Stories of suffering are in truth stories of survival. They are stories of grit, of determination, of escape. Stories of growth and learning. Rather than being marks of weakness, narration of suffering is actually one of the deepest forms of strength, for it speaks of a person, an individual who went through hell and survived. And not just survived but was also courageous enough to embrace the truth of his/ her existence, to lay it bare before the world, quite in solidarity with others in the world and they suffering they encounter. These stories of struggle are actually beacons of hope — they empower those who read and hear them, make them believe in their own capacity for survival, the capacity for victory despite vulnerability.

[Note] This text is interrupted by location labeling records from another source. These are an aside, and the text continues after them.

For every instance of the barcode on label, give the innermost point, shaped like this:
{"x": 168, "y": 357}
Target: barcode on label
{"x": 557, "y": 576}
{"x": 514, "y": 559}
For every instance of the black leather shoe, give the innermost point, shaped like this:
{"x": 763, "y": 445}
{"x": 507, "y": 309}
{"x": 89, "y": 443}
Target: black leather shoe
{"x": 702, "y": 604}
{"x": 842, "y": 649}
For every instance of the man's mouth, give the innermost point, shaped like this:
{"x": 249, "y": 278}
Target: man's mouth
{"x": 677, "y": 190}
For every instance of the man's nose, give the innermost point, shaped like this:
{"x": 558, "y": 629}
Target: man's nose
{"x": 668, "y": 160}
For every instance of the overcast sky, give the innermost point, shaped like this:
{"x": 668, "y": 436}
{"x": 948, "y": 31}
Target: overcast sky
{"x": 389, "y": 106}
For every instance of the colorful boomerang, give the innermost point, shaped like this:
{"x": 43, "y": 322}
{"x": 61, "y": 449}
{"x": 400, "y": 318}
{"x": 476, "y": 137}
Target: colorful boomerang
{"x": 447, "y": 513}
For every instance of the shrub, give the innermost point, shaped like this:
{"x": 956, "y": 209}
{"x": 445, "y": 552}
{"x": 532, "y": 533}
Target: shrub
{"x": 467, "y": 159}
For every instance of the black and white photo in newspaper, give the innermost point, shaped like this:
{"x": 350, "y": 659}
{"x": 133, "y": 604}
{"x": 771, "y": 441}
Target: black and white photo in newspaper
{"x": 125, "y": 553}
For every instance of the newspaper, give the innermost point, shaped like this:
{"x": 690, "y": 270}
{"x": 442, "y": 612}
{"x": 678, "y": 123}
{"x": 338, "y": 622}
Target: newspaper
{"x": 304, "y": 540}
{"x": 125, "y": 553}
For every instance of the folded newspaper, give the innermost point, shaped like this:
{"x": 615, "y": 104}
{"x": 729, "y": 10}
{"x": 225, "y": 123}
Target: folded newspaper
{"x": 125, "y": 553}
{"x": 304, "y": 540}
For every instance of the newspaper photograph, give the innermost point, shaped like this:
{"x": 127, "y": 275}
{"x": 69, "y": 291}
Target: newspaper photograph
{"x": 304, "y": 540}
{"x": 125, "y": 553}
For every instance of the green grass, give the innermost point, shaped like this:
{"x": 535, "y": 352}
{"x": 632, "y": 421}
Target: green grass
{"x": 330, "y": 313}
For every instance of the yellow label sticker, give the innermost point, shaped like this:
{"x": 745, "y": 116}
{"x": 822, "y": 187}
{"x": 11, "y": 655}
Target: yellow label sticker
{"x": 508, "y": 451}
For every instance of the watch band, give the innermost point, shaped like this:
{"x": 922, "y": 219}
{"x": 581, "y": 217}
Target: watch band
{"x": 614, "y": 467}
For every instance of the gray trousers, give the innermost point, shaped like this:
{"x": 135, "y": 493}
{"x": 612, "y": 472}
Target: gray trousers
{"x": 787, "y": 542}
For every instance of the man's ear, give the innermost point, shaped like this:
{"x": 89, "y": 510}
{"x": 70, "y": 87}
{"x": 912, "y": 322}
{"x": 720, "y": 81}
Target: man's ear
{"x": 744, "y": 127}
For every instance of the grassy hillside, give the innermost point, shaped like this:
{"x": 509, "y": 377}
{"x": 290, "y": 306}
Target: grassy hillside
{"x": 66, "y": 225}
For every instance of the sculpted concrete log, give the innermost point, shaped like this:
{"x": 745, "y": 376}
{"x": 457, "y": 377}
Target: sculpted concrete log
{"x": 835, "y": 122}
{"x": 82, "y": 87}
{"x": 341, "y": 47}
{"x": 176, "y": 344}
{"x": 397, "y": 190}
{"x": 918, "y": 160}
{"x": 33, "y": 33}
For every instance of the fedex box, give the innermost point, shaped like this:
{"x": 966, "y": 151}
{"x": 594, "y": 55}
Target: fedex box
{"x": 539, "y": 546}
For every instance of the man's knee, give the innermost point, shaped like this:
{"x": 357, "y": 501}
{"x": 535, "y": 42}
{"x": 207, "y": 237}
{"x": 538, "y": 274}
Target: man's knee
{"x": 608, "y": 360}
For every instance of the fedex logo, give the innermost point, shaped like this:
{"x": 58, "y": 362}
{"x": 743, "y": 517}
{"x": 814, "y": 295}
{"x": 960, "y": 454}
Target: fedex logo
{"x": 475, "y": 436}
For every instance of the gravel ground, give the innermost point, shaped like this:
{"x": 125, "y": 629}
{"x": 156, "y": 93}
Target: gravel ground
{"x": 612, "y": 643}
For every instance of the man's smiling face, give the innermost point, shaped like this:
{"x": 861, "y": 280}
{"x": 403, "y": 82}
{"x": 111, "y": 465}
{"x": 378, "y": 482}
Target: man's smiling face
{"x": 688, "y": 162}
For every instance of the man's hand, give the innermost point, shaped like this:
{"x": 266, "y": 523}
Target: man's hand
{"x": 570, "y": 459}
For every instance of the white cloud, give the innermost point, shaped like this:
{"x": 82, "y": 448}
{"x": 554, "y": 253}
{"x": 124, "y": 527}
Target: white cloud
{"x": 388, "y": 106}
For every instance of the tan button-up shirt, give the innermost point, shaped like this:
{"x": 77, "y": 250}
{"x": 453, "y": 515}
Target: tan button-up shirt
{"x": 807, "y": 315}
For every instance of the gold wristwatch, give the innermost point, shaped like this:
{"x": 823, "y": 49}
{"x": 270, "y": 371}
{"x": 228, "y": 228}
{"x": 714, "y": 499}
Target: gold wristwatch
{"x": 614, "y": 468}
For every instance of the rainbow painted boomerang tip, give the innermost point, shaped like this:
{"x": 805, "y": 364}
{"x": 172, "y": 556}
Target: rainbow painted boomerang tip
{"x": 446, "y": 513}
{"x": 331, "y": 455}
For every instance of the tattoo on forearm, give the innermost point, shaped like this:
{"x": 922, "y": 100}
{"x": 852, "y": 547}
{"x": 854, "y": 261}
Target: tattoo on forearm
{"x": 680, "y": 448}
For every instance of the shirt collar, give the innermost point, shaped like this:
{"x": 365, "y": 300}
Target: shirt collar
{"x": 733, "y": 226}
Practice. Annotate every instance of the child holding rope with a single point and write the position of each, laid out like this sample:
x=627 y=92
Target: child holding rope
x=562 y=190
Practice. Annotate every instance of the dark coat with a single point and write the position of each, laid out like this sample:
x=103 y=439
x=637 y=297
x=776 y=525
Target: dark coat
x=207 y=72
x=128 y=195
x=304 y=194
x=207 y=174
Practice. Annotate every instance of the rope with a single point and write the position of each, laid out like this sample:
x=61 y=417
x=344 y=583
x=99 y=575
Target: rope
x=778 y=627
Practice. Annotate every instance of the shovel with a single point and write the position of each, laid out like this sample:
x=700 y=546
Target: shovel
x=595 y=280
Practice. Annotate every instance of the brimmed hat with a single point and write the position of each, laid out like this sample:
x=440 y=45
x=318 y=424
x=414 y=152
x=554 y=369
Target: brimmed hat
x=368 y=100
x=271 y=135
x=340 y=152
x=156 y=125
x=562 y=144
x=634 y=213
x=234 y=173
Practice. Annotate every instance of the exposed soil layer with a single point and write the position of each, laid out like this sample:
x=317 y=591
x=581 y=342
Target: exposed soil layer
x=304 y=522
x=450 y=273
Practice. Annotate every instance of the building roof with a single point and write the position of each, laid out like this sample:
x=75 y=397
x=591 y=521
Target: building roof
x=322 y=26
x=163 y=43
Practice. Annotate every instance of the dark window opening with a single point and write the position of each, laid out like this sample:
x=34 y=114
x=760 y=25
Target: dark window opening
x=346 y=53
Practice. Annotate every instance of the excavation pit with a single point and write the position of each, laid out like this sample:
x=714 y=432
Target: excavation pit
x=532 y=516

The stories of countless global tragedies, devastating events in world history — mass murders, genocides, colonialism, world wars, the partition, the holocaust, the aftermath of the atom bomb—all tell us the lived experiences of people around the world. They make history a live pulsating entity, rather than lifeless pages in a textbook marked with bullet points. They bring to light the accounts of both sides in a clash — the victor as well as the vanquished; for the defeated need to tell their lived truth as much as the victorious.
Entirely contrary to this denoting the act of bowing your head or being at the mercy of another being, it denotes the act of holding your head high and saying—here is my scar from this battle I fought, and eventually won. It’s an act of pride in one’s struggles and vulnerabilities, admitting to being a human rather than a superhero—but a winner nevertheless. It says, look, this is what I went through — but I survived. Or sometimes — as it happens with true stories that don’t always have happy endings — sometimes you couldn’t survive. But you told your tale before you died—and it tells the world that despite having fallen, I fought valiantly to the last.
“If you don’t tell your story, someone else will.” You must own the truth of you before another lays claim to it, distorting it in ways that make it unrecognisable. And for that reason too, you must embrace your stark unvarnished truth, not gilt it and polish into an exhibit for other people to enjoy.